Eric Scheie   ·  July 24, 2005 05:51 PM

Hmmm.... You raise a good point. Judas, Judea, Judaic, Judaism, Jews, Jewishness -- and the hatred of the Jews ("anti-Semitism" -- the term coined in the 1870s by a German racist Jew-hater named Wilhelm Marr -- "Semites" vs. "Aryans", the Big Lie of Hitlerism). That hatred has plagued us for a long time. Christ driving the money-changers from the Temple has also been used by Jew-haters, who identified the money-changers with the Jews.

Yet, Jesus was Himself a Jew! His Virgin Mother was Jewish, as was His father Joseph the carpenter. The Jews, particularly the Pharisees, have long been blamed for the Crucifixion, but did not the Romans have a hand in it, too? That might be taken as an act of "anti-Semitism", as the Romans crucified Him for calling Himself "King of the Jews", and later they committed a bigger act of "anti-Semitism" when they destroyed the Temple and exiled the Jews from Jerusalem, unkonwingly setting the stage for cataclysms 2000 years hence.
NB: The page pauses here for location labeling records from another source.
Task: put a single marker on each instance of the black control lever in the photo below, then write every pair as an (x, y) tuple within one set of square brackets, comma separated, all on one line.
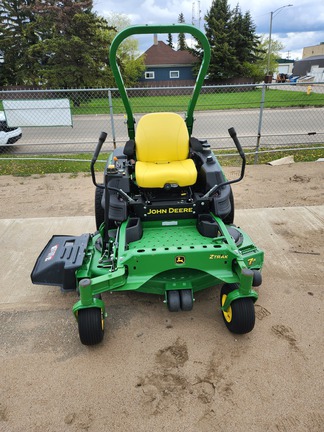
[(102, 139), (233, 135)]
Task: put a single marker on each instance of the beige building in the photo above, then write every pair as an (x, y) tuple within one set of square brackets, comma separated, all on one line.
[(313, 50)]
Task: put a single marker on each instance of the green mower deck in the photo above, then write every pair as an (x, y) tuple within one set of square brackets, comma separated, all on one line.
[(165, 220)]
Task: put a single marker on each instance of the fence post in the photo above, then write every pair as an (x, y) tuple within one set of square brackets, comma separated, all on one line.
[(112, 118), (256, 153)]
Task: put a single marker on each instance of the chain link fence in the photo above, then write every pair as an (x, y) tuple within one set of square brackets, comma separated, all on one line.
[(265, 116)]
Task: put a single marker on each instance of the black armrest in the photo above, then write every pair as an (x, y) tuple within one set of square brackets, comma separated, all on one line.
[(195, 144), (129, 149)]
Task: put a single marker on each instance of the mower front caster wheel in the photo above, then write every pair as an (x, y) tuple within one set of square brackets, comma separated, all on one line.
[(173, 301), (186, 301), (91, 326), (239, 318)]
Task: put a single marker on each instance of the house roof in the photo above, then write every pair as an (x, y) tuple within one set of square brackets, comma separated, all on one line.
[(162, 54)]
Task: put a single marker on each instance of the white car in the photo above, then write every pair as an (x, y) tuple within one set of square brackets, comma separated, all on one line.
[(8, 135)]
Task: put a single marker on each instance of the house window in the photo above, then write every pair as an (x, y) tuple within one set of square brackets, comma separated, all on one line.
[(174, 74), (149, 75)]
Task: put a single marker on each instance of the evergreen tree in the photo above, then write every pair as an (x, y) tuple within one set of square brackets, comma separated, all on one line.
[(15, 38), (224, 64), (182, 45)]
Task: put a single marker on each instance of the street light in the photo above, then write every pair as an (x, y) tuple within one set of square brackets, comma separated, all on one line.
[(272, 14)]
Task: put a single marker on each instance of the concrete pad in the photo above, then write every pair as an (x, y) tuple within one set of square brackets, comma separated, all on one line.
[(286, 234), (156, 370), (21, 241)]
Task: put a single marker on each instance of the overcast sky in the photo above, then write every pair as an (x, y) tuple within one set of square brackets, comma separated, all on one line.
[(296, 27)]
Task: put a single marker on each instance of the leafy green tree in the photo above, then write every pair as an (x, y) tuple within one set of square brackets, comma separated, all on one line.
[(259, 67), (61, 44), (182, 45)]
But, in defense of the Roman Empire, I must say that these harsh "law and order" measures were not directed against Jews as Jews but against any "uppity" barbarians who threatened Roman rule. The Roman Empire spread Classical civilization throughout the Mediterranean world, and even as far north as Gaul and Britain, which ultimately gave birth to the great Northern Western European nations of France and England.
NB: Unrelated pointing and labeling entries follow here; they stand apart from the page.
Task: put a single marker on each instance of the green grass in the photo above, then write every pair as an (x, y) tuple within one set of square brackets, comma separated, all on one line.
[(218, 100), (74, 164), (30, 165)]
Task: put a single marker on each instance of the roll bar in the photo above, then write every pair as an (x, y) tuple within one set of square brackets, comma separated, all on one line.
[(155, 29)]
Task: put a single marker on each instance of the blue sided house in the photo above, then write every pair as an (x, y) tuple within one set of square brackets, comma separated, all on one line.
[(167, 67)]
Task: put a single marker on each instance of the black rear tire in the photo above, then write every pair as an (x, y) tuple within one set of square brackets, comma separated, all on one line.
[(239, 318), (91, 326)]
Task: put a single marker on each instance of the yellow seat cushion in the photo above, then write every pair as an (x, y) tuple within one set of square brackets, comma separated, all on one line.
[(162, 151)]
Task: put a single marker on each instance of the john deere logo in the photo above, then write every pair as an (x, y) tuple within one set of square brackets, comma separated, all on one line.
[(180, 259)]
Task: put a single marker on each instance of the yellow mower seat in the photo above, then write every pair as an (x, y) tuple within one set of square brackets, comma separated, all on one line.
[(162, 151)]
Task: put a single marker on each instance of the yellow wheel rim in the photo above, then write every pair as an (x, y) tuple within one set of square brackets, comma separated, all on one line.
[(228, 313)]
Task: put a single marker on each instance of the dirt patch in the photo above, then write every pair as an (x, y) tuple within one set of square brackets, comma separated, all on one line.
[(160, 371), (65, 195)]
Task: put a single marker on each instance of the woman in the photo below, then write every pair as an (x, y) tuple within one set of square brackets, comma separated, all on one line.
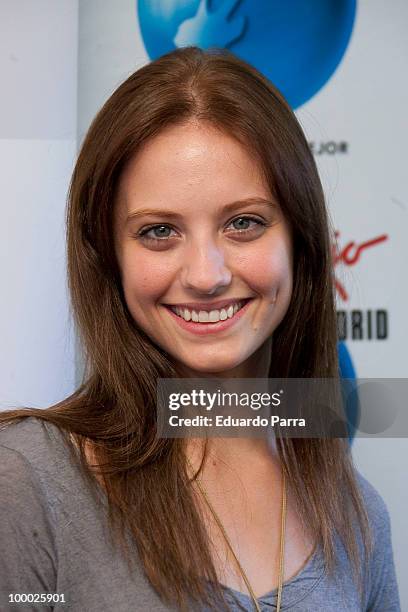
[(198, 246)]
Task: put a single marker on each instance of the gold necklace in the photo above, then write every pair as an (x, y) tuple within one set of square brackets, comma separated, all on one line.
[(282, 543)]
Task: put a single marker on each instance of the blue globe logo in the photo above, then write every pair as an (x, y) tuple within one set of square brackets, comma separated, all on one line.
[(297, 44)]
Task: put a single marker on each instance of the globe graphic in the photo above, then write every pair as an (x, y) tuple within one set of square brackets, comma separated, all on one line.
[(297, 44)]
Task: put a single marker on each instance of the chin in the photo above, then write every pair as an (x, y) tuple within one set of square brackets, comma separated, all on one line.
[(213, 366)]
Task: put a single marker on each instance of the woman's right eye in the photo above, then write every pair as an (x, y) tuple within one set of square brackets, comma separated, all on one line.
[(155, 233)]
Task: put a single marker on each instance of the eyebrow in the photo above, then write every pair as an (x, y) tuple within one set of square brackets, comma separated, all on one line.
[(158, 212)]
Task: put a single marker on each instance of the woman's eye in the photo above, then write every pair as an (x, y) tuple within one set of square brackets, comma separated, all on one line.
[(156, 233), (247, 224)]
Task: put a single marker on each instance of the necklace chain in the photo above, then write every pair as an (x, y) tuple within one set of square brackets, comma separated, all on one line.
[(282, 543)]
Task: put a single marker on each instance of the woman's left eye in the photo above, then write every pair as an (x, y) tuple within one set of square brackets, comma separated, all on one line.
[(247, 224)]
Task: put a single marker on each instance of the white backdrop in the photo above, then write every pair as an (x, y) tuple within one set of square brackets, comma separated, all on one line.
[(362, 105)]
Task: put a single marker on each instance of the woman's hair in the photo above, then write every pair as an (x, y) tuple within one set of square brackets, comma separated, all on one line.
[(148, 489)]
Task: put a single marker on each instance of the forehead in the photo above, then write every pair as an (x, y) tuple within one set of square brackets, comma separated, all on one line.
[(190, 163)]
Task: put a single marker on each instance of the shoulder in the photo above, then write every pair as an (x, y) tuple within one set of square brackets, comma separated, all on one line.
[(382, 581), (375, 505), (41, 444), (39, 451)]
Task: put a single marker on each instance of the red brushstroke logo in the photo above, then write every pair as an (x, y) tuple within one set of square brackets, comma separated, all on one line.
[(349, 255)]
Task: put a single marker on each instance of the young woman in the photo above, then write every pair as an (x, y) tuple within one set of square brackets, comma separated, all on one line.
[(198, 246)]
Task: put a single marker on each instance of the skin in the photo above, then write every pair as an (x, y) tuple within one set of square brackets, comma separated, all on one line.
[(196, 170)]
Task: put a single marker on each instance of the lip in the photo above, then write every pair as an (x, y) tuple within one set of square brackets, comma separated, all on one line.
[(203, 329), (209, 305)]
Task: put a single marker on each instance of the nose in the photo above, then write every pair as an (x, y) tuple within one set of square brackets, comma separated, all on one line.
[(204, 269)]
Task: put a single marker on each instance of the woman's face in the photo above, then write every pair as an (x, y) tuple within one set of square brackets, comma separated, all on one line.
[(204, 251)]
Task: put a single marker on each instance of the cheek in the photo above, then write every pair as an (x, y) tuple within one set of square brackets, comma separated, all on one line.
[(269, 270), (144, 279)]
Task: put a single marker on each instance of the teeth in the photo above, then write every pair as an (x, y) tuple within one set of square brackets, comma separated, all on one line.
[(204, 316)]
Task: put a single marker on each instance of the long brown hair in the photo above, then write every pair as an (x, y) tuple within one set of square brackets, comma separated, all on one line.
[(145, 478)]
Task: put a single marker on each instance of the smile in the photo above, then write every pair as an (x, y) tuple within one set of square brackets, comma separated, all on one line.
[(202, 322), (208, 316)]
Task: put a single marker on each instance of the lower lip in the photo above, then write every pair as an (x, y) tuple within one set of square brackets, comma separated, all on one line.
[(203, 329)]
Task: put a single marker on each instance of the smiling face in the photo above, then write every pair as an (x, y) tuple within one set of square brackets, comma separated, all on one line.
[(204, 251)]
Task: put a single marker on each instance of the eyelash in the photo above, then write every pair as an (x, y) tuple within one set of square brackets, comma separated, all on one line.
[(142, 234)]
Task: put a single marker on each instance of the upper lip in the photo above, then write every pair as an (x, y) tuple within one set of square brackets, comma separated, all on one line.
[(209, 305)]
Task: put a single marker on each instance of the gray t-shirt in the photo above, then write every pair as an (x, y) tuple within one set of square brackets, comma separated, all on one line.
[(54, 539)]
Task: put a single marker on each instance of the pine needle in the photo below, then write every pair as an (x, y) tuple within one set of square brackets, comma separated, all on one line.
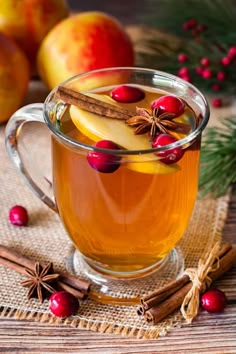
[(218, 159)]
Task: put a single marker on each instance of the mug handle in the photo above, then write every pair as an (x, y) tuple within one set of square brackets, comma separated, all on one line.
[(42, 187)]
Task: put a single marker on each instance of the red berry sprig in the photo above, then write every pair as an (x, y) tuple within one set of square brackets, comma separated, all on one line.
[(214, 70)]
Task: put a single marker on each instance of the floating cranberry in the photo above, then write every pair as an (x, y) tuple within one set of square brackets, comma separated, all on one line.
[(170, 104), (18, 216), (63, 304), (127, 94), (214, 300), (167, 156), (217, 102), (104, 162)]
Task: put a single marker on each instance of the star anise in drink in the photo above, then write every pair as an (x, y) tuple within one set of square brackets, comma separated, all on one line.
[(39, 281), (154, 121)]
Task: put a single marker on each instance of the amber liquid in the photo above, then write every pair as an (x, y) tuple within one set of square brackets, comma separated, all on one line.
[(126, 220)]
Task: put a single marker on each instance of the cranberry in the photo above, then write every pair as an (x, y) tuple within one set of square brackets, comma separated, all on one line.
[(18, 216), (183, 71), (207, 73), (101, 161), (205, 61), (221, 75), (170, 104), (63, 304), (232, 52), (182, 58), (191, 23), (217, 102), (199, 70), (127, 94), (214, 300), (216, 87), (225, 61), (167, 156)]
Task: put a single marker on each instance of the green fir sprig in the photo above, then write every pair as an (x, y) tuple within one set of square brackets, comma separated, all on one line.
[(218, 158)]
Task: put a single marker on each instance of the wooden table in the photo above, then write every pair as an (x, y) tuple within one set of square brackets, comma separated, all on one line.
[(209, 333)]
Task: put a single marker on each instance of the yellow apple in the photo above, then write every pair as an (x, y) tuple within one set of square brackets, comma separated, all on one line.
[(83, 42), (14, 77), (28, 21)]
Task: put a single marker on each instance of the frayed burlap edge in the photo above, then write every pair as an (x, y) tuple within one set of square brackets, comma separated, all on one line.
[(95, 326), (174, 320)]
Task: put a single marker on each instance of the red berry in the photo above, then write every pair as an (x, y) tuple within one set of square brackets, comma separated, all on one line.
[(182, 58), (191, 23), (225, 61), (201, 27), (104, 162), (221, 75), (170, 104), (18, 216), (186, 78), (167, 156), (205, 61), (207, 73), (63, 304), (183, 71), (217, 102), (232, 52), (199, 70), (127, 94), (216, 87), (214, 300)]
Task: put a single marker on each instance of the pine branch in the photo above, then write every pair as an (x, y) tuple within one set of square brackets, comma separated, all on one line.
[(218, 158)]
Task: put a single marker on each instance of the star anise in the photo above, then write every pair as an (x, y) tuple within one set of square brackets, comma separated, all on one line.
[(154, 121), (38, 281)]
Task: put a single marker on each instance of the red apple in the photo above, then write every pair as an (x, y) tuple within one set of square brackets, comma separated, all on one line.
[(83, 42), (14, 77), (28, 21)]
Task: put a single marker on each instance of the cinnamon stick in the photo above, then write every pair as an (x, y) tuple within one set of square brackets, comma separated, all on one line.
[(92, 104), (16, 261), (159, 304)]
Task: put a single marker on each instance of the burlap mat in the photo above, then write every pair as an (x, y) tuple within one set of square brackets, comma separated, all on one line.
[(45, 240)]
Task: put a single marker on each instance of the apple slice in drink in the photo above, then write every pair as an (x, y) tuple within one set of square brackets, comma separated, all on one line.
[(98, 127)]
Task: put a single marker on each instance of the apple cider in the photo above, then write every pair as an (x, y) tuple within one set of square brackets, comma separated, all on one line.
[(130, 218)]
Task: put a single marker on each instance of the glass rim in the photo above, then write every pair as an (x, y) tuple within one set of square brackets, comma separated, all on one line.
[(181, 142)]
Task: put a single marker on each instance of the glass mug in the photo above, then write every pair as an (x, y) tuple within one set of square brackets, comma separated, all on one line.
[(124, 224)]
Unfortunately, this civilization largely eluded the Germans, particularly those out in that far north-eastern corner which came to be known as Prussia. Prussia thought itself the new Rome (while at the same time identifying themselves with the Huns!), but instead turned out to be the new Carthage instead, and America is now the new Rome.

Another Rome emerged also, replacing the temporal Empire of the Caesars with the spiritual Empire of the Popes, a spiritual Empire founded, ironically, on that very King of the Jews, that King of Kings, whom the earlier Romans had nailed to the Cross.

As you say, the myth of the Christ has too often been wrongly used against the Jews, and they have cause to fear its use again in such a manner. When I first heard of Mel Gibson's movie The Passion of the Christ (the style of the title of that!), I thought it would be anti-Jewish, but then I read more on it and finally saw it, and found that it was not. In fact, I found it very good, and far better than most of the movies that are praised today. It was vilified by secularist "intellectuals" precisely because it does accurately portray the faith of millions of traditional Christians, both Catholic and Protestant, here in America, very few of whom are anti-Jewish at all and most of whom strongly support Israel.

Is it wrong that I'd enjoy seeing the private homes of all the judges involved siezed and turned into Kwiki-Marts?

Clint   ·  July 25, 2005 02:34 PM

No more wrong than my old revenge fantasy of putting cameras in the bedrooms of Scalia, Bork, and Santorum and arresting them for "sodomy". har! har!

"FINAL THOUGHT: Rather than rant about these things, it's probably best to stick to the bottom line: If you oppose government takings of private land for private use, you are now anti-development!

Better get used to it!"

Shan't.

I don't accept that being anti-robbers equates to being anti-development; nor that calling someone who'd sell his soul for silver a "Judas" is anti-semetic; calling someone "a rock to lean on" or "a doubting Thomas" never gets one accused of or complimented with being pro-Jewish; so phooey on that.

I may be a feeble defender of the English language, but a defender I remain. I can still wield the cold stare and the phrase "Your usage of that word makes no sense. Please define it."

Actually, I don't think calling someone who enforces Kelo a Judas is all that out of line. A bit strong, but the Kelo fans have indeed turned their back on the concept of individual freedom in favor of a few miserable dollars. It's an apt description - at least of an American citizen willing to see fellow citizens robbed by the government gun. Souter et al have turned their backs on all things American - home of their birth, Constitution they've sworn to protect.

It may not be kind, or diplomatic, or even persuasive, but it is accurate.